The National Co-ordination Body of 'Mangroves For the Future' - a South Asian initiative started in the aftermath of the 2004 Tsunami - was held here at the IUCN Pakistan Country Office.
An announcement on Wednesday said that the meeting was presided over by the Secretary Environment, Kamran Lashari, while Country Representative of International Union for Conservation of Nature, Pakistan, Shah Murad Aliani and members of the committee drawn from the Federal and Provincial Government Forest Departments, Pakistan Navy, National Institute of Oceanography, WWF, Indus Earth, SHEHRI, Pakistan Wetlands Programme, Karachi Port Trust, Pakistan Petroleum Limited attended to draft a National Strategic Action Plan to make Pakistan a member country.

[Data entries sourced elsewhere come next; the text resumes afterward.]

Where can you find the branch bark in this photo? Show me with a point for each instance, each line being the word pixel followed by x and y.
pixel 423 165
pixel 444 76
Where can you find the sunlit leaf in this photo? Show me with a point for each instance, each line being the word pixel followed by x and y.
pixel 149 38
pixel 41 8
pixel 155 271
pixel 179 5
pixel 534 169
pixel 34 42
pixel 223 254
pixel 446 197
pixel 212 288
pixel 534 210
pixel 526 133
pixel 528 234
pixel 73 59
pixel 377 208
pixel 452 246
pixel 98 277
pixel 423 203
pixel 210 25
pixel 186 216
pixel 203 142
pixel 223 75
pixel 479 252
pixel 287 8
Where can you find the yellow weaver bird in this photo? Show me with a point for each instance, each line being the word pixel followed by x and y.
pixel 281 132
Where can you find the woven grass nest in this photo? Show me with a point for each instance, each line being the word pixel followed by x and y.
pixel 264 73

It said that the MFF was launched by the former US President Bill Clinton in December 2006 and initiated by IUCN and UNDP (United Nations Development Programme), with FAO (Food and Agriculture Organisation), UNEP (United Nations Environment Programme), CARE and Wetlands International joining in.

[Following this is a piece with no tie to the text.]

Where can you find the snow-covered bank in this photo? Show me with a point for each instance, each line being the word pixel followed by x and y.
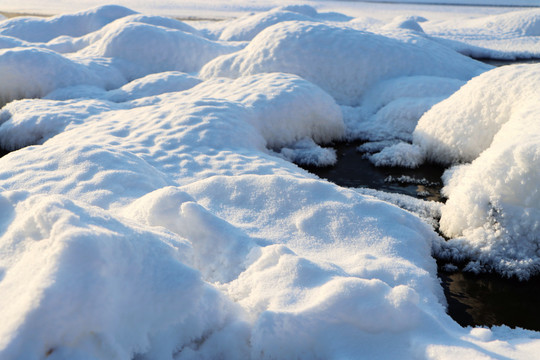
pixel 493 206
pixel 150 211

Current Focal countries include those hit hardest by the 2004 Tsunami, like India, Indonesia, Maldives, Seychelles, Sri Lanka and Thailand. Pakistan is a Dialogue country, along with Bangladesh, Kenya, Malaysia, Tanzania and Vietnam. The National Co-ordination Committee was constituted with the aim to strive for full membership status for Pakistan, to enable it to benefit from resources for the protection of its coastal ecosystem. The draft of the National Strategic Action Plan was prepared in the wake of the first meeting of the NCB on October 31, 2009.